As meninas saem correndo, guardam o dinheiro em um lugar afastado (em uma cena muito bonita, mais longa e detalhada do que a do livro) e, mais tarde, recuperam o valor para comprar um romance: Mulherzinhas (1868), de Louisa May Alcott. A história de Alcott, que vinha de uma família pobre e enriqueceu ao escrevê-lo, encanta Lila tanto quanto a história de Jo e de suas irmãs, protagonistas do romance. Lila está obstinada a fazer o mesmo: enxerga na literatura o passaporte para sair do bairro e da condição precária em que vivem.
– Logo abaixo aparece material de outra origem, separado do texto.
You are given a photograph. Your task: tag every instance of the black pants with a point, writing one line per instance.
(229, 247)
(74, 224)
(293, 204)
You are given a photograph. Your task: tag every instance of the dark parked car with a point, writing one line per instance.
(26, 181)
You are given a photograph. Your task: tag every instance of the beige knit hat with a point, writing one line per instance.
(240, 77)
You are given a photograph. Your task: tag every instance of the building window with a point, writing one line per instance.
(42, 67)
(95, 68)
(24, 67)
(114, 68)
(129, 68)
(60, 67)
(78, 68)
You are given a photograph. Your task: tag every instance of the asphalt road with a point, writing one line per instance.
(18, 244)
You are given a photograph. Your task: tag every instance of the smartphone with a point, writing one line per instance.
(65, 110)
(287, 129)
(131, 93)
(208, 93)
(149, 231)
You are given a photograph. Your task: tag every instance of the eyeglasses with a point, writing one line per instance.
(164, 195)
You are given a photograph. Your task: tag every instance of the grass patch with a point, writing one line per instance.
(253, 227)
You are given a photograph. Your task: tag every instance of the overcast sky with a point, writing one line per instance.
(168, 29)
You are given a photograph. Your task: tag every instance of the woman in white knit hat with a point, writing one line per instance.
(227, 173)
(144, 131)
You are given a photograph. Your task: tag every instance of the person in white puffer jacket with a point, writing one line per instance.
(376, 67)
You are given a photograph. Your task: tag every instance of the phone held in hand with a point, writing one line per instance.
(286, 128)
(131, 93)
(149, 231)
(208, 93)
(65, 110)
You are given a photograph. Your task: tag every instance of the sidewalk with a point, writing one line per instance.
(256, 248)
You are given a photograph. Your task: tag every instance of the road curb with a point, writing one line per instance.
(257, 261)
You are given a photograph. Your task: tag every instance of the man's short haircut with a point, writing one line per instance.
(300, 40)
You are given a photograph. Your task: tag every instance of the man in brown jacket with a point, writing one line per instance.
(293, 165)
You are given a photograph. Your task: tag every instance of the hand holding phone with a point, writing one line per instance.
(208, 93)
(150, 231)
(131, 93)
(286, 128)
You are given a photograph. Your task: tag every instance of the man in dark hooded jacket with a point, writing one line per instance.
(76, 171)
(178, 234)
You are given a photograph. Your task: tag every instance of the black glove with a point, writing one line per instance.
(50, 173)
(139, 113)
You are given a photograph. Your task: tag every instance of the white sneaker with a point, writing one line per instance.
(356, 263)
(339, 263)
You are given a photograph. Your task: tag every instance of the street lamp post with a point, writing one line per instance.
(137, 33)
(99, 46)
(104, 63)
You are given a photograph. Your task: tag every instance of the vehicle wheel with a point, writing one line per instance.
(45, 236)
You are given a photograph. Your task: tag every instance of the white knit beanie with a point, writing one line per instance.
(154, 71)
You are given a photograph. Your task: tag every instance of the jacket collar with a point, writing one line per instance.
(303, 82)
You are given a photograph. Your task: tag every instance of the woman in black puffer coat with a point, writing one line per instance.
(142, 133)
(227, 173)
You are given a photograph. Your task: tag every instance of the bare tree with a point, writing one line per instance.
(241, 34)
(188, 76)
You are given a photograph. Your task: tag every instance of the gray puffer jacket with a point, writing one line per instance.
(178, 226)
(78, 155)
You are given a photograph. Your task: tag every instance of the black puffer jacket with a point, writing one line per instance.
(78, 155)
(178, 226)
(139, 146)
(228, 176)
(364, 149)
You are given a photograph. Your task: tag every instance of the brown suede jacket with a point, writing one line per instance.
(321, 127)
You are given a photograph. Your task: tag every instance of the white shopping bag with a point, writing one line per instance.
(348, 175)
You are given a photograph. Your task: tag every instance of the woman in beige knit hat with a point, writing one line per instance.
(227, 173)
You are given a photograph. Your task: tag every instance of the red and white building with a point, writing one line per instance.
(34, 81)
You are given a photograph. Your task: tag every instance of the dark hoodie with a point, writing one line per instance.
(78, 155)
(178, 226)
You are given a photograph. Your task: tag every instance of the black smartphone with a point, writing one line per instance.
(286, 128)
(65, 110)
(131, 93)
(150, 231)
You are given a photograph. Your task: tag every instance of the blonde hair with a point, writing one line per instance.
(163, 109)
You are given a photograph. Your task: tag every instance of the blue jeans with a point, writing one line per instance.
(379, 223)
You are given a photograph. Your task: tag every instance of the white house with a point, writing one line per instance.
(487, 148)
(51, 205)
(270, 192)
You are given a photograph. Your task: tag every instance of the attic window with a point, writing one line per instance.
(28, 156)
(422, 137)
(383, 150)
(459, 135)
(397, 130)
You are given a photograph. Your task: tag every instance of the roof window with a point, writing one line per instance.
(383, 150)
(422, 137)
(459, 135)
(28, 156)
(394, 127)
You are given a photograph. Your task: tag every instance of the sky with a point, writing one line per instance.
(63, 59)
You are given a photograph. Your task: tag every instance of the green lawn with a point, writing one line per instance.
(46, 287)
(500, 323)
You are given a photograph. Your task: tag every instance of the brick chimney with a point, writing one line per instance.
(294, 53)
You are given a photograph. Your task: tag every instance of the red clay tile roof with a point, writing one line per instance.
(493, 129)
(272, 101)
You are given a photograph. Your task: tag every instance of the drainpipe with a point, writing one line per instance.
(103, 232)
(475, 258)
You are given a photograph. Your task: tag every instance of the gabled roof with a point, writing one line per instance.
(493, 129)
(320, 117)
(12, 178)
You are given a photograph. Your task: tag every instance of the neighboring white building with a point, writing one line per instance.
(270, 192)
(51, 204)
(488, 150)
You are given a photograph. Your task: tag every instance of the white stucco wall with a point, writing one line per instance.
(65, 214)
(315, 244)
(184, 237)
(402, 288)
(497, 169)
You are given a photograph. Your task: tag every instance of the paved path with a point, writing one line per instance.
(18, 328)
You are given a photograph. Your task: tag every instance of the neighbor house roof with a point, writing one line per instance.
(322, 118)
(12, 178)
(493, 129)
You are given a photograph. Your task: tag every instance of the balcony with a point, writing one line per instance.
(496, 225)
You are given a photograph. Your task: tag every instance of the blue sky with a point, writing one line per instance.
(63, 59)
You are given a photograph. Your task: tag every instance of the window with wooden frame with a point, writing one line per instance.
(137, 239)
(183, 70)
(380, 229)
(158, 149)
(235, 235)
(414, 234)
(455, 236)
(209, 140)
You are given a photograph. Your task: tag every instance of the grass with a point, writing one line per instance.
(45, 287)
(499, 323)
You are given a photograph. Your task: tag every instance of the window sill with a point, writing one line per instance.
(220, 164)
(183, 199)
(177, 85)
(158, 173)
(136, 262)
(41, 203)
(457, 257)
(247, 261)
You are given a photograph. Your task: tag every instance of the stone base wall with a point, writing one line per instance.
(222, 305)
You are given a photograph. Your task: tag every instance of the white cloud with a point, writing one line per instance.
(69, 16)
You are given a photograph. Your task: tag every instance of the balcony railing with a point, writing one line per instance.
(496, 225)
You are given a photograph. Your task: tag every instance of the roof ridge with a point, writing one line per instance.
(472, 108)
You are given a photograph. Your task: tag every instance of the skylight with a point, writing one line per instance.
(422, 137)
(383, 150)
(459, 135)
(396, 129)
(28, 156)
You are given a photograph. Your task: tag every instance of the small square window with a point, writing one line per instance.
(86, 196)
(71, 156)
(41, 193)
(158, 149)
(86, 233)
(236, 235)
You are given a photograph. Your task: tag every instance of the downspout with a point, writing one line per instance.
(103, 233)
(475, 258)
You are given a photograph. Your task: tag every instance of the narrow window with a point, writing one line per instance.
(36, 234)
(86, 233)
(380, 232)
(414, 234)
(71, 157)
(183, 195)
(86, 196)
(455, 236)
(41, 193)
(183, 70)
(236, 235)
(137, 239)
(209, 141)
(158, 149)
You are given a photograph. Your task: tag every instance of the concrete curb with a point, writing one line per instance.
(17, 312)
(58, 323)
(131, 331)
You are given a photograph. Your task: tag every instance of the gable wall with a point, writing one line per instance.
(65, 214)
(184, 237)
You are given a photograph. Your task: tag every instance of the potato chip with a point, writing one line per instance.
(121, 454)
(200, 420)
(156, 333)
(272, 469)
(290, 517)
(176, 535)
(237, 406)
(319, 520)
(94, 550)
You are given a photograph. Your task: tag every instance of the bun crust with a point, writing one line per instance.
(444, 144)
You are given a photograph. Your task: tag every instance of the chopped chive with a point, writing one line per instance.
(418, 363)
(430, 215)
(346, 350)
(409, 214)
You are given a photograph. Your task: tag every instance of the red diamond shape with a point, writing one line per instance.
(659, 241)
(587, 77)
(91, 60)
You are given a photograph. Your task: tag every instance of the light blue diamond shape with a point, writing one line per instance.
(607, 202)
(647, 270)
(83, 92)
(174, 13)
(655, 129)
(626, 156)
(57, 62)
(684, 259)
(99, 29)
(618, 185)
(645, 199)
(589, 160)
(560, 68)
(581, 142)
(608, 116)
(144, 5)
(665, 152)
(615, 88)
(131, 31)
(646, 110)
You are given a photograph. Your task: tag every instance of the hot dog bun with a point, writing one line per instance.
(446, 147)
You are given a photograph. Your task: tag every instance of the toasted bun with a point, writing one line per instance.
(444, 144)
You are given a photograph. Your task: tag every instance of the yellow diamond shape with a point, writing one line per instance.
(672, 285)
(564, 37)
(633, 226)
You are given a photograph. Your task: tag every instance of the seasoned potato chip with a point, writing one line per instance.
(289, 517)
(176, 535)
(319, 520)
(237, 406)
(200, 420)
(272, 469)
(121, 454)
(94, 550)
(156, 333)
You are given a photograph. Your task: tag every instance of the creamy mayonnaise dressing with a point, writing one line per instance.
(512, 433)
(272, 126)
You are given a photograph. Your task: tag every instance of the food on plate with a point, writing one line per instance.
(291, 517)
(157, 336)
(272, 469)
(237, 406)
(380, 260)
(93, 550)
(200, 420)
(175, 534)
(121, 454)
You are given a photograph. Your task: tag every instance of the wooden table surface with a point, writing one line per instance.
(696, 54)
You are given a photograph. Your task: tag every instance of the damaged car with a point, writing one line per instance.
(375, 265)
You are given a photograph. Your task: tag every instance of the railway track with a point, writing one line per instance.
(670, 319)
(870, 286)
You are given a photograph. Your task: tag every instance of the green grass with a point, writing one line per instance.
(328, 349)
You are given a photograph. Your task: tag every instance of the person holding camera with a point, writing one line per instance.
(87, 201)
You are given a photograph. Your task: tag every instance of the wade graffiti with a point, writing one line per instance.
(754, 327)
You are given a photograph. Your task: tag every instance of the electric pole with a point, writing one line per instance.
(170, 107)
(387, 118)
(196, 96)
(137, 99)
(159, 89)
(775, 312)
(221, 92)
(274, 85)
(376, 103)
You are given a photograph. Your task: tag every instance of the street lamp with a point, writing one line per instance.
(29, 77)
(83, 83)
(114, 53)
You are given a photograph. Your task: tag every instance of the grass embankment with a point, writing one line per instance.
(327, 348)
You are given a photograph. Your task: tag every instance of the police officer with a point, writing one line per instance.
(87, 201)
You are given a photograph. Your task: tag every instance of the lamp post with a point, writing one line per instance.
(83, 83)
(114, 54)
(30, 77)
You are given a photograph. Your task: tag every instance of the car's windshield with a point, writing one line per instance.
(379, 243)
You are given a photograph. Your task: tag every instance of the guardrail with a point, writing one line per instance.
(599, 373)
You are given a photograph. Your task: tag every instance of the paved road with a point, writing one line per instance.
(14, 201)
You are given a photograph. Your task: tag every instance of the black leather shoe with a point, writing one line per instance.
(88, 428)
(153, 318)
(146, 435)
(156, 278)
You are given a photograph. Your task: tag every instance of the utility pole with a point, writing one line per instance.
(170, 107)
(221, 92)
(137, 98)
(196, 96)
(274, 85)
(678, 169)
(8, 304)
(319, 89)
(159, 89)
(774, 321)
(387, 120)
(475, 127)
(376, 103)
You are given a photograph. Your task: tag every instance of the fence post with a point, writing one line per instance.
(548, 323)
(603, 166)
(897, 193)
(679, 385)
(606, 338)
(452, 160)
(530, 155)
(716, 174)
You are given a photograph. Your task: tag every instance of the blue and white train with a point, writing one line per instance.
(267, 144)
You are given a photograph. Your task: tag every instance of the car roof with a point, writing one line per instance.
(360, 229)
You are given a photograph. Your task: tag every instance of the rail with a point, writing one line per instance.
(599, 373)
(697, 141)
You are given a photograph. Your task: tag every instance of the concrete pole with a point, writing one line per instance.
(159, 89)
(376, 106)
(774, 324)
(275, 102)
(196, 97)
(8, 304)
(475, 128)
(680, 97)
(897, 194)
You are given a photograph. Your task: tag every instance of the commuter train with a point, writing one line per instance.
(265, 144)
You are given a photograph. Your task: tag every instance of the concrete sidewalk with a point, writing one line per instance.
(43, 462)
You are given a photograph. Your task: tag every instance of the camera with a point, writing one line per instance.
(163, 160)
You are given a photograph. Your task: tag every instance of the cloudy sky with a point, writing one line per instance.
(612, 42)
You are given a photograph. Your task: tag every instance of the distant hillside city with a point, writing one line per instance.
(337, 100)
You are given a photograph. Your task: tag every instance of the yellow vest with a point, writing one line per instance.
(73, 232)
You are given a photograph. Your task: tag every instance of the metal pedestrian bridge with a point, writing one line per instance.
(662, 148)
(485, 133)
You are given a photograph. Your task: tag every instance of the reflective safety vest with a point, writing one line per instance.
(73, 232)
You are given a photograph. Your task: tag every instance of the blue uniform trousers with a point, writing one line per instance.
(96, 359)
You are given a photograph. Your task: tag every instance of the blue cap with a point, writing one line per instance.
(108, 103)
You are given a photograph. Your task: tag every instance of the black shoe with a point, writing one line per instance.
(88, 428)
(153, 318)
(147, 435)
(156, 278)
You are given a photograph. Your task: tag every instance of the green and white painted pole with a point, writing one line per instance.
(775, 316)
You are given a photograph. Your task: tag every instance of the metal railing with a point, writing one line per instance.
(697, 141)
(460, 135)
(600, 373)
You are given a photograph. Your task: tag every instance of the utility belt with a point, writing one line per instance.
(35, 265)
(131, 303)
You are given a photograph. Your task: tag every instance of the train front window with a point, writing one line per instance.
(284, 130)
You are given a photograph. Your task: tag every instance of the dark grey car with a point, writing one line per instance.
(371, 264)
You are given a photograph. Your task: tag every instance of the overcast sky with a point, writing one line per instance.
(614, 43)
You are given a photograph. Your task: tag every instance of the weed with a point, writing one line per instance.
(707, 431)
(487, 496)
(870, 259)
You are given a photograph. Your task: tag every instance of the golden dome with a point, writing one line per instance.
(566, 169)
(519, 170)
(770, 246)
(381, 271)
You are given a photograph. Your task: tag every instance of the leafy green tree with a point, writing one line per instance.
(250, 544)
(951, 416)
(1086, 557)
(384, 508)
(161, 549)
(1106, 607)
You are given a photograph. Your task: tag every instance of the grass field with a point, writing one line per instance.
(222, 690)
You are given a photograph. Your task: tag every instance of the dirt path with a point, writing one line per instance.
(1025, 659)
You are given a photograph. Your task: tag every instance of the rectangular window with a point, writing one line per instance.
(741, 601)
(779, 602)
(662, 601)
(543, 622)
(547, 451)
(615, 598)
Na tetralogia, Mulherzinhas é apenas mencionado, embora mais de uma vez. Na série, o livro ganha mais espaço: as meninas o leem juntas, ao longo das estações, e os trechos selecionados pelo roteiro reforçam a intertextualidade.
“— É horrível ser pobre! —suspirou Meg, olhando para o vestido velho que usava.
— Não acho justo que algumas meninas tenham tantas coisas bonitas, e outras não tenham nada – acrescentou a pequena Amy, fungando, revoltada.”
As cenas de leitura são algumas das mais bonitas do episódio, que reúne outros momentos importantes, como a epopeia frustrada rumo ao mar (a cena com as ovelhas é inteiramente nova, mas não soa como um acréscimo, está perfeitamente integrada); a escrita de A fada azul, livro de Lila que impressiona Elena; e a “queda”, tanto concreta quanto simbólica, de Lila, que termina com um braço quebrado e impedida de continuar os estudos.
A partir do próximo episódio, as meninas serão substituídas por Margherita Mazzucco e Gaia Girace, que também estão ótimas como Elena e Lila, respectivamente, na adolescência. Todas as atrizes são estreantes e foram selecionadas em testes pelos quais passaram milhares de pessoas em Nápoles. O mesmo vale para boa parte do elenco.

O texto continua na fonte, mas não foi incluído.